Content Warning: References to sex, suicide, and self harm
What I liked: I loved the way how we slowly saw everything revealed, how everything was connected even in places we had no idea the main plot would connect in. Natalie was a character who I questioned quite a bit in the beginning as I discovered what made her “special.” It took a while for Nat to understand what was actually happening with her, but I was able to understand what was happening to her fairly early on. It was easy to understand Luka’s ability when we meet him, although he is not a particularly friendly character. Looking back at the beginning of the book after finishing it, there is quite a lot of character development for several of the characters, though not always positive character development. One character does have plenty of negative character development before the end of the book. Plus, while Avery, Nat’s roommate, isn’t a pleasant person in the beginning she has a lot of development by the end, I just wish we could have seen more of the development in friendship between the two girls.
What I didn’t like: There was a really slow start to this book, it took a long while to get anywhere and for a while I wasn’t exactly sure what the point was for this book other than what I had to go off of with the summary. Yeah, it read good with some semi-interesting things in the beginning, but it isn’t until close to the tennis racquet incident that I found myself more invested in finishing the book.
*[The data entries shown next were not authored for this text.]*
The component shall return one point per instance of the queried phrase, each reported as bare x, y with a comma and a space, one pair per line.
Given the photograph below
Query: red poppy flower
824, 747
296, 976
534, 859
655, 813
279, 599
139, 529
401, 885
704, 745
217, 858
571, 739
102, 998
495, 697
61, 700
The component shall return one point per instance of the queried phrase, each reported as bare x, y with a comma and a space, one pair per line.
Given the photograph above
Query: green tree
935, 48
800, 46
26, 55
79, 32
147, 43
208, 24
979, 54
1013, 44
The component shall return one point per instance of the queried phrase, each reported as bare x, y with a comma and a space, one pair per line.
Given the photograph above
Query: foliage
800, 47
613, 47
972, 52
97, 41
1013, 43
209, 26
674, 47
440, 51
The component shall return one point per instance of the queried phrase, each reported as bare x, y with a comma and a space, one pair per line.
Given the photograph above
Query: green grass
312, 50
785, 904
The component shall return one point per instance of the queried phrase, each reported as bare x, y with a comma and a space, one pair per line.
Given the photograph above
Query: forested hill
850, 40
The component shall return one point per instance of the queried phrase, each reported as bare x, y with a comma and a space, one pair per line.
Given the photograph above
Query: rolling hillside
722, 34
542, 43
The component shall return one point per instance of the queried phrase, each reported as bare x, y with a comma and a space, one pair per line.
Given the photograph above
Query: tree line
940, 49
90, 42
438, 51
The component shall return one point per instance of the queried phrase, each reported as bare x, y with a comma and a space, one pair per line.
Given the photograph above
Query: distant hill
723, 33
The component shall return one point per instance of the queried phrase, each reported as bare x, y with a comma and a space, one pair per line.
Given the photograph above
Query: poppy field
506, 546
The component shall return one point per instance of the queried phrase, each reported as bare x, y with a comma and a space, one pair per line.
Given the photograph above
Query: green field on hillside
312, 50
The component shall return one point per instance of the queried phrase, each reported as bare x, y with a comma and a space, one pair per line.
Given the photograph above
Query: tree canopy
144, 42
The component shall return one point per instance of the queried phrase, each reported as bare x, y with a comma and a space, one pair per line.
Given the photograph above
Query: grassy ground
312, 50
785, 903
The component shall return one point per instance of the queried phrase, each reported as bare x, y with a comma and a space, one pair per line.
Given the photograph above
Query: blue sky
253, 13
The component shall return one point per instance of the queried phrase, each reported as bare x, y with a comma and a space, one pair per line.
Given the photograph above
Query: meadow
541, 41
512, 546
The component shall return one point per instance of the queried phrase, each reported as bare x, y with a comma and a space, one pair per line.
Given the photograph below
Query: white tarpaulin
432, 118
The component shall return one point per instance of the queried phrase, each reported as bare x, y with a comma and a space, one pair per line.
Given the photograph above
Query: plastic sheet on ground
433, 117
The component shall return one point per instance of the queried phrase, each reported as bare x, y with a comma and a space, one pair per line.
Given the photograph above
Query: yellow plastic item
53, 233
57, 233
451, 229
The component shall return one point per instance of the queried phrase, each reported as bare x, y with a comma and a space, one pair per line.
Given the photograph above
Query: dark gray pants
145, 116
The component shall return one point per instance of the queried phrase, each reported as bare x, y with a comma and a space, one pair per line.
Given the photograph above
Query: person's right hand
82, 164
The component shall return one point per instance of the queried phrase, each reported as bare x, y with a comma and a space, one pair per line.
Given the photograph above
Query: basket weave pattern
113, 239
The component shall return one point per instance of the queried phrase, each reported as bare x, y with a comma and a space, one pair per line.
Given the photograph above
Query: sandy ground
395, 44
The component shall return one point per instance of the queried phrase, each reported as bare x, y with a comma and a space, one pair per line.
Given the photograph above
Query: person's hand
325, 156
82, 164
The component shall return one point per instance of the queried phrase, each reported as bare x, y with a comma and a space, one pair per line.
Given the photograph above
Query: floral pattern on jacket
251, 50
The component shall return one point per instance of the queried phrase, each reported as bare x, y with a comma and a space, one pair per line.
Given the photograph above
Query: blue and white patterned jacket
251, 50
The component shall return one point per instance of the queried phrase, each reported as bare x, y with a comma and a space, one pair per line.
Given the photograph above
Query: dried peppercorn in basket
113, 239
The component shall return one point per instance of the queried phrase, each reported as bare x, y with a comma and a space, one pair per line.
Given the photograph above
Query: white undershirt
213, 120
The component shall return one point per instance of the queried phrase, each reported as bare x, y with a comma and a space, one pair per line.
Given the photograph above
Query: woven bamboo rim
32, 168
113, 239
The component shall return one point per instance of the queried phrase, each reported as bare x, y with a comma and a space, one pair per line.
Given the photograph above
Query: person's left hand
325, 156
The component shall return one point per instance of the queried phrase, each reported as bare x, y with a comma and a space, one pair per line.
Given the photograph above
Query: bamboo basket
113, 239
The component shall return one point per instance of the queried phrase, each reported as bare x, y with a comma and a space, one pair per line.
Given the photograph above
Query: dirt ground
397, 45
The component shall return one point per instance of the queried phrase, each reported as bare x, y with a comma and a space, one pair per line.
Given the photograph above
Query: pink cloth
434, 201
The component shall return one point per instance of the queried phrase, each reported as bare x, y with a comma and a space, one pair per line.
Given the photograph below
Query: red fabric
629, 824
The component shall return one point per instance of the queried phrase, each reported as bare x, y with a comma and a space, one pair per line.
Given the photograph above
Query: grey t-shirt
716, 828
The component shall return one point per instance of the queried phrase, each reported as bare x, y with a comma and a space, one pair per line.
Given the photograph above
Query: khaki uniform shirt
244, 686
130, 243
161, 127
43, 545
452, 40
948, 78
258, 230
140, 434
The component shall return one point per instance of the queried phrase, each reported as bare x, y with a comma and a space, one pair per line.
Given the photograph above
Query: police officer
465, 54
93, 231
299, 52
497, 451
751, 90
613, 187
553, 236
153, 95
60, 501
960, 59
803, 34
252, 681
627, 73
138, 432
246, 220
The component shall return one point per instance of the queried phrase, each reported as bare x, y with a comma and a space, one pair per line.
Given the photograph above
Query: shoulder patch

Overall Review: I loved the character development for Natalie, she’s a very different person at the end of the book compared to the beginning. She changes in a dynamic way and shows more of who she is as the book moves on, and I really enjoyed that. Her ability, while nothing new, is used differently and the big secret in the book was something that I was not expecting at all either. There were several points where I thought it was going to end one way only to suddenly veer into a different direction and change the way I thought the book would end. Things such as that made me wonder about what was really going on and what was going to happen by the end. There was less suspense than I was expecting from this book but it was enjoyable.
Recommend?: Yeah, I’m sure there are plenty of people who would like to read this book.
My Rating: 4.1/5
About the Author
HK lives in the frozen hinterlands of the far North. The long, cold months provide ample opportunity to hunker down with her computer and create adventures far more enticing than scraping ice and getting frostbite.
Between books HK reads voraciously. Anything with a good plot and compelling characters are her broad parameters. One is as likely to catch her with a copy of Don Quixote as with the latest Kristen Ashley.
When not writing or wowing the corporate world by day, HK practices martial arts, plays with her dogs and matches wits with her teen. Next winter she intends to brush up on her Spanish and escape the cold for somewhere more tropical.